Since the winner of the tournament is the first team to win three games, there are five possible outcomes for the tournament:
1. The Bears win in three games.
2. The Toros win in three games.
3. The Bears win in four games.
4. The Toros win in four games.
5. The Bears win in five games.
To find the probability that the Bears win the tournament, we need to find the probability of each of these outcomes and add them up.
1. The probability that the Bears win in three games is (0.6)^3 = 0.216.

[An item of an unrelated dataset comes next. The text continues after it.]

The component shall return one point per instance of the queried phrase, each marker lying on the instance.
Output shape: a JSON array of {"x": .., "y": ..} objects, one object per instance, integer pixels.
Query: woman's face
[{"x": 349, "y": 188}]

2. The probability that the Toros win in three games is (0.4)^3 = 0.064.
3. The probability that the Bears win in four games is the probability that they win three out of the first four games and lose the fifth game. This probability can be calculated as follows:
(3 choose 3) * (0.6)^3 * (0.4)^0 * (1 - 0.6) = 0.216 * 0.6 = 0.1296
4. The probability that the Toros win in four games can be calculated in the same way:
(3 choose 3) * (0.4)^3 * (0.6)^0 * (1 - 0.4) = 0.064 * 0.6 = 0.0384
5. The probability that the Bears win in five games is the probability that they win three out of the first four games and then win the fifth game. This probability can be calculated as follows:
(4 choose 3) * (0.6)^3 * (0.4)^1 * 0.6 = 0.144 * 0.4 = 0.0576
Adding up these probabilities, we get:
0.216 + 0.064 + 0.1296 + 0.0384 + 0.0576 = 0.5066
Therefore, the probability that the Bears win the tournament is approximately 0.5066, or 50.66%.